Sözü hoş geldi, öfkemiz dindi. Dedik:

“Bir baş gerek insanevladına, dirliğini düzenini bildirecek. Sen insanlara baş ol, sözümüzü ilet, bir tut düzeni.”

Ancak Ölüm’ün gönlü hoş değildi. Çıkarıverdi vicdanını yüreğinden, attı derin çukura.

“Bir kere geldim oyuna, ikincisine kanmam. Kimse aman dilenmesin boşuna, artık bende bulunmayacak.”
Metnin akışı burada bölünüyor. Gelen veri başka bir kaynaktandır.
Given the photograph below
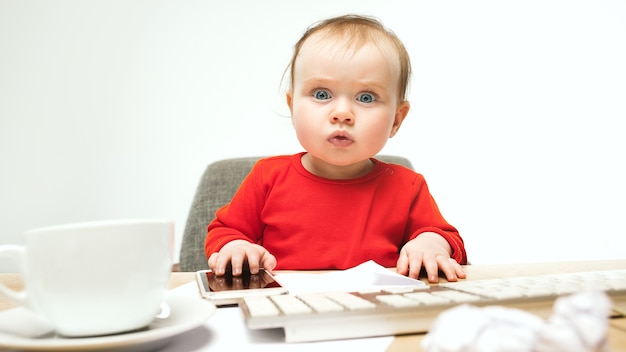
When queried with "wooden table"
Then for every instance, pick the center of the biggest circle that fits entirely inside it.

Ölümün vicdanı karanlıkta düştü tam bir mevsim. Ayağı değince yere yürüdü bir mevsim daha. Bir ışık gördü yolun sonunda, derken Eksik’in yaslı sesini işitti. Yürüdü yanına sordu.

“Gözüne yaş, gönlüne keder olan nedir?”

“Kilden can buldum, ruhum eksik kaldı. Nice çeşidin yoldaşı var iken, benim yanım boş kaldı. Aman dilesem bana el uzatmaz mısın? Ölüm isen şu canımı almaz mısın? Yok, ölüm değil isen bana yoldaş olmaz mısın?”

“Ölümün canında parça idim, beni gönlünden attı. Çok düştüm kör karanlıkta, çok yürüdüm bir başıma. Seni buldum. Bana can olur isen, ben de eş olurum sana.”

Evlendiler böylece ve çoğaldılar. Bir zaman sonra dediler pek parlak bir fikirle: “Yaratan ruh vermemiş ise bize, verdiklerinden isteyelim. Eksiğimizi tamam edelim. Adımız Eksik olmasın bundan böyle.”

Bazısı ağaçlara gitti. Ağaçlar bilgedir. Kaz gelecek yerden tavuk esirgedikleri görülmemiştir. Ruhlarını paylaşmayı dilediler, Biz de razı geldik. Eksiklerin derileri kabuk bağladı ağaçlar gibi. Sessizliğin dilini konuşur oldular. Yurt edindiler ormanları, yurtlarını canlarının üstünde bildiler. Biz uygun gördük, Koru Han oldu adları.

Bazısı hayvanlara gitti. Hayvanlar akıllıdır. Bugün sana ise, yarın bana dediler. Ruhlarından bir parça vermeyi kabul ettiler, Biz de razı geldik. İlim hanları yetişti böylece. Hem kudretli oldular hem yüce. Kimi zehrin gücünü aldı. Kimi günortasında görür gibi gördü karanlıkta. Kimi epey değişik tiplerdi.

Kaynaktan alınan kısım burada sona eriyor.